I've tried other variables also with the same result

temp<-subset(taxes,StateFullName==c("Iowa","Missouri","Texas"))

Warning message: In StateFullName == c("Iowa", "Missouri", "Texas") : longer object length is not a multiple of shorter object length

Any ideas as to why I'm limited to 250 obs?

3
rsubset

3 Answers

4
votes

You just need %in% to compare a vector of length > 1 i.e.

subset(taxes, State %in% c('AL', 'MO', 'TX'))
#   State amount
#4     MO  14143
#27    TX  11517
#30    AL  14465

Or using data.table, we convert the 'data.frame' to 'data.table' (setDT(taxes), set the key column as 'State' and extract the rows that have 'MO', 'TX', 'AL' in the 'State'.

library(data.table)
setDT(taxes, key='State')[c('MO', 'TX', 'AL')]
#    State amount
#1:    MO  14143
#2:    TX  11517
#3:    AL  14465

To understand why your code didn't work, let's check the logical vector output.

with(taxes, State==c('AL', 'MO', 'TX'))
# [1] FALSE FALSE FALSE FALSE FALSE FALSE FALSE FALSE FALSE FALSE FALSE FALSE
# [13] FALSE FALSE FALSE FALSE FALSE FALSE FALSE FALSE FALSE FALSE FALSE FALSE
# [25] FALSE FALSE FALSE FALSE FALSE FALSE FALSE FALSE FALSE FALSE FALSE FALSE
# [37] FALSE FALSE FALSE FALSE FALSE FALSE FALSE FALSE FALSE FALSE FALSE FALSE
# [49] FALSE FALSE

Warning messages: 1: In is.na(e1) | is.na(e2) : longer object length is not a multiple of shorter object length

None of the elements were TRUE for this example. The way it compares is based on the recycling. The first 3 elements of 'State' is compared with the vector 'AL', 'MO', and 'TX' in that order

 taxes$State[1:3] == c('AL', 'MO', 'TX')
 #[1] FALSE FALSE FALSE

Here, we compare element-by-element between corresponding values of both the vectors and as

  taxes$State[1:3]
  #[1] AK AL AR

is not matching the 'AL', 'MO', and 'TX' at the corresponding positions, it returns 'FALSE'.
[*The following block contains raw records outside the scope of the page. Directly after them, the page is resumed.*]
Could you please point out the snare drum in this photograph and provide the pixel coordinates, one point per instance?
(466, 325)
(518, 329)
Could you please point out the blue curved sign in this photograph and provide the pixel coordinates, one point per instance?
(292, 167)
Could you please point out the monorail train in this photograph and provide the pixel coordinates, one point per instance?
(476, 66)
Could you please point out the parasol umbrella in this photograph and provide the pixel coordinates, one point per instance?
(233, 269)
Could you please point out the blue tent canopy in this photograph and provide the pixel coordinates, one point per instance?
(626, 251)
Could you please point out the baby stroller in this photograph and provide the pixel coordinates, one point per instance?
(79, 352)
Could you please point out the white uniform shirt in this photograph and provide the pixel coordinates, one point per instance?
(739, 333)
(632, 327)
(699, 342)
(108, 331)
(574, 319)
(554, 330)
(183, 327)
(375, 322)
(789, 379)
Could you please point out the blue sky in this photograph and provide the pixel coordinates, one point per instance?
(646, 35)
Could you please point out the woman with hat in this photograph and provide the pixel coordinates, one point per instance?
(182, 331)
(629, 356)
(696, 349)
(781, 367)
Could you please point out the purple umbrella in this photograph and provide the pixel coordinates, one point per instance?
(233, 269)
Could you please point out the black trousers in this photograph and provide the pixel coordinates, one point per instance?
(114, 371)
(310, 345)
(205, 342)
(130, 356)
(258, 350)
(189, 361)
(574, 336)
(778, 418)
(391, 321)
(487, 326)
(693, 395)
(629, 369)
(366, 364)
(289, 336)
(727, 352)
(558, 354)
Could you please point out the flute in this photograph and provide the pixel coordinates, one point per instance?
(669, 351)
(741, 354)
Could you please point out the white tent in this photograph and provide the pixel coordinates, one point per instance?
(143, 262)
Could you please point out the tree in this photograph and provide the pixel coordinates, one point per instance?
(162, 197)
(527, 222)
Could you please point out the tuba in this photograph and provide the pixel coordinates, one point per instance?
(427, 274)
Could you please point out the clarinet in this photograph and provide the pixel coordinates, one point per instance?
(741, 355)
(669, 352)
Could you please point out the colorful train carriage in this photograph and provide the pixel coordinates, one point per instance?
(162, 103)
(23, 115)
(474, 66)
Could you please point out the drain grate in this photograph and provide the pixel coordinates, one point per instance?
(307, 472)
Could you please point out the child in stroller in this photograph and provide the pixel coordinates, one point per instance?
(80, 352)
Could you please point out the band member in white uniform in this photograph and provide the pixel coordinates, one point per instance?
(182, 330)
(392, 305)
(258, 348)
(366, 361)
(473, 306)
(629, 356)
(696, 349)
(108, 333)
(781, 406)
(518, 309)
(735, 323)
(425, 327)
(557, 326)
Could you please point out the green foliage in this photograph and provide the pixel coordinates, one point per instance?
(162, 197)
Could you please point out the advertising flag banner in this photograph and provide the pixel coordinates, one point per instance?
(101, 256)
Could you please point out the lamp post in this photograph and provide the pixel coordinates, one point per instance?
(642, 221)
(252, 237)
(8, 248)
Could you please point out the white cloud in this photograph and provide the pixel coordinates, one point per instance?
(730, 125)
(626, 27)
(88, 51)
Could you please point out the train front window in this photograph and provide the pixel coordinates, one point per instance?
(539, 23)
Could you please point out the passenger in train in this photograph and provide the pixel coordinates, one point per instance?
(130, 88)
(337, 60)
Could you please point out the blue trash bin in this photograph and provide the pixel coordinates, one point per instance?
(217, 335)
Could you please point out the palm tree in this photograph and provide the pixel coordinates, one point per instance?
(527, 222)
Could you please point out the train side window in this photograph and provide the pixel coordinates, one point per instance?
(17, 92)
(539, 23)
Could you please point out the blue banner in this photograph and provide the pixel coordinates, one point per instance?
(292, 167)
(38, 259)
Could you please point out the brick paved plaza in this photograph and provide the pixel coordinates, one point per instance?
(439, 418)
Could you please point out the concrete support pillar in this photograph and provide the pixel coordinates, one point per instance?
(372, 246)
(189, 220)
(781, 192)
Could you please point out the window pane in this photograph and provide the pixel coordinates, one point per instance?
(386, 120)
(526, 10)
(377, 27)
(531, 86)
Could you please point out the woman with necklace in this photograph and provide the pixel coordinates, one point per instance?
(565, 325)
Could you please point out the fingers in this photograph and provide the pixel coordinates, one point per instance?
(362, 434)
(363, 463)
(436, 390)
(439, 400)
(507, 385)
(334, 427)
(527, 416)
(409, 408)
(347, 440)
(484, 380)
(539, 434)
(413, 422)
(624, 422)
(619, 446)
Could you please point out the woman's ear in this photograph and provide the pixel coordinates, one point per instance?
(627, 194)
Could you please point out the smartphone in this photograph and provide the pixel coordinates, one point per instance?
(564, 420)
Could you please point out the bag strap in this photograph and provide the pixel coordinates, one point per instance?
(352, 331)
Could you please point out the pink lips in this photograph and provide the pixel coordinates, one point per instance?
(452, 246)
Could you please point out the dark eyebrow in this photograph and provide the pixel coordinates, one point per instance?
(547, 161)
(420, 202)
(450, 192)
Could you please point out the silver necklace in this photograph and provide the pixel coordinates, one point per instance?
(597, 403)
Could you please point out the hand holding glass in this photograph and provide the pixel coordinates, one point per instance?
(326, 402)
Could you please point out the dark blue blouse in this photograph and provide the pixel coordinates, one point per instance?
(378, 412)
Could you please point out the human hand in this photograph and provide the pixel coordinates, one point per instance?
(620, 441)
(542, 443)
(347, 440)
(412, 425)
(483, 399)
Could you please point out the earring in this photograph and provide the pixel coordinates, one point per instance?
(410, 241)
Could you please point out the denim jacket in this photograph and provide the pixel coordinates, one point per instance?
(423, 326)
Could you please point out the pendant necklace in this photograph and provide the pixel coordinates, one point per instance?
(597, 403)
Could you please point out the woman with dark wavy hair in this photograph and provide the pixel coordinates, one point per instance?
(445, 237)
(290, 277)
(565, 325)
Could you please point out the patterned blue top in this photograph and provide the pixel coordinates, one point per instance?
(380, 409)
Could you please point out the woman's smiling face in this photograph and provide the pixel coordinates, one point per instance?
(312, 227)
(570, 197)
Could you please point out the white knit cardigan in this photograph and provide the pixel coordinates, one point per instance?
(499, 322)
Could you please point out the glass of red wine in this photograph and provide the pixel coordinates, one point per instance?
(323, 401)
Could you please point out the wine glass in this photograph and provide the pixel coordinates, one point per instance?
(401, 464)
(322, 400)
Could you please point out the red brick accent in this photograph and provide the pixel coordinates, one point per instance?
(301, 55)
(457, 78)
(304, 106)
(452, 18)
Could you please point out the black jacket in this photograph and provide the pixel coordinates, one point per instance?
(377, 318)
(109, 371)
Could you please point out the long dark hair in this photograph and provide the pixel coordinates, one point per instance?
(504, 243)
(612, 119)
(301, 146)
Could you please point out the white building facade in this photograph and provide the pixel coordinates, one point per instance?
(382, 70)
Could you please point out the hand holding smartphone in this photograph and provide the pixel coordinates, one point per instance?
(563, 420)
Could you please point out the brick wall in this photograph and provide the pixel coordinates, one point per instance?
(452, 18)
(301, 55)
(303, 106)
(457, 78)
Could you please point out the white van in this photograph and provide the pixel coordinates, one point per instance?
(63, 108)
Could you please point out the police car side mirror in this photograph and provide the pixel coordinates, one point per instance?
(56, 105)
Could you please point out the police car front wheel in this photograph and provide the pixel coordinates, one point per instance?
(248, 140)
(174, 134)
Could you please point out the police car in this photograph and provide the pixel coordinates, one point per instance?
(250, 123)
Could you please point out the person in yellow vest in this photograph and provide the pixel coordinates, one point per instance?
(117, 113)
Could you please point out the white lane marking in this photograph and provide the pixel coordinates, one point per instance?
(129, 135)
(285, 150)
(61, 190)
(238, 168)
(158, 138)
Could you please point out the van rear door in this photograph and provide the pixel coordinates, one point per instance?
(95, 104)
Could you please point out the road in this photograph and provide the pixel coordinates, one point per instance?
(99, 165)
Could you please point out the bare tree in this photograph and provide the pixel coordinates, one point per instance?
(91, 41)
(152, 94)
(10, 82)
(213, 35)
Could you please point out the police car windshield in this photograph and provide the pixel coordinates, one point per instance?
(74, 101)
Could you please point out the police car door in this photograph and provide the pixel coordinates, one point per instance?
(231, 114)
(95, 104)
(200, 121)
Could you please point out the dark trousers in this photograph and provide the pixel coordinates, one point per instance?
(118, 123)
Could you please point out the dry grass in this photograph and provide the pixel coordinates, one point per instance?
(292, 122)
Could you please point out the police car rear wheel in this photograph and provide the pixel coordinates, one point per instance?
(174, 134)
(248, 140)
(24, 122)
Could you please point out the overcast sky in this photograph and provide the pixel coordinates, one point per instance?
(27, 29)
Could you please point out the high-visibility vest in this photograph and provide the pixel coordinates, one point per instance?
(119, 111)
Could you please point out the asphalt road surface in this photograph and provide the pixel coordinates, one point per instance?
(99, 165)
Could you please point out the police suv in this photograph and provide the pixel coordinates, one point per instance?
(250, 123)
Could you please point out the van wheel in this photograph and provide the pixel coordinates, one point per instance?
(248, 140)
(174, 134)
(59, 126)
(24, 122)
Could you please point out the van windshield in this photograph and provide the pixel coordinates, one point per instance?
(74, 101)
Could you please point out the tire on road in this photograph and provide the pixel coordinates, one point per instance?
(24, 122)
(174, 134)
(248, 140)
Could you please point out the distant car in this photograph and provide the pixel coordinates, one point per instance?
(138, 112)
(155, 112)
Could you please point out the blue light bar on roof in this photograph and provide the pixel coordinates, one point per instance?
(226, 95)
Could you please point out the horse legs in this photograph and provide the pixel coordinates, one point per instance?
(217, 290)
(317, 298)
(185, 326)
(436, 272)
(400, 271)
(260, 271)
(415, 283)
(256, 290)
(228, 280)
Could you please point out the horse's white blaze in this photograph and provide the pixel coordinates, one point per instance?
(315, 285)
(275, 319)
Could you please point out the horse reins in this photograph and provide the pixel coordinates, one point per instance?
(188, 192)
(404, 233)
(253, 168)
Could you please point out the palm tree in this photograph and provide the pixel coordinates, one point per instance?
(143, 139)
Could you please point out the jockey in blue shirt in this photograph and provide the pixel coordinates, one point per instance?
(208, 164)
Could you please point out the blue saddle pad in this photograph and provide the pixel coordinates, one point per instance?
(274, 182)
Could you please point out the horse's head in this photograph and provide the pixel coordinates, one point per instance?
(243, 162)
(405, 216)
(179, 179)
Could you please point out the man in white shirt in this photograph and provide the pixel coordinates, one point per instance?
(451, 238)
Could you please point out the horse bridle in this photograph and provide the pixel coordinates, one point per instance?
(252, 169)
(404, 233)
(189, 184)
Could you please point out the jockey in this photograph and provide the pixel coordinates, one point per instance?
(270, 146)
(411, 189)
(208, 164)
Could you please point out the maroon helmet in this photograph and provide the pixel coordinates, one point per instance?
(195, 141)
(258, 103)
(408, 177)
The same way, it is compared up to the length of 'State' column, i.e. the next comparison is

 taxes$State[4:6] == c('AL', 'MO', 'TX')
 #[1] FALSE FALSE FALSE

Here also all are FALSE as the corresponding 'State' elements were 'AZ', 'CA', and 'CO'. We get a warning at the end because 

 nrow(taxes)
 #[1] 50

50%%3!=0

If the nrow of the dataset is 51, the warning will not be there, but still as comparison is based on position, we may not the result as intended.

data

set.seed(24)
taxes <- data.frame(State=sample(state.abb), 
       amount=sample(400:20000, 50, replace=TRUE), stringsAsFactors=FALSE)
1
votes

The logical expression in the function is not according to what you want. It is looking for an observation that is equal to the vector c("AL","MO","TX"). As 12500 is a multiple of 2, subset tries subsetting considering both elements in the vector. As 12500 is not a multiple of 3, it can't use the same process when the vector has three elements, and throws the warning.

In short, an option to substitute the logical expression would be:

temp <- subset(taxes, State == "AL" | State == "MO" | State == "TX"))

This can be tested in this simple example:

df <- data.frame(x = c("A", "B", "A", "C", "D", "E", "A", "C"))
subset(df, x=="A" | x =="B" | x == "C")
0
votes

Yep. So what I didn't know or understand since I've never used a vector for subset was that subset sees c(a,b,c) as a sequence not a list for individual matches. Thanks all for the help!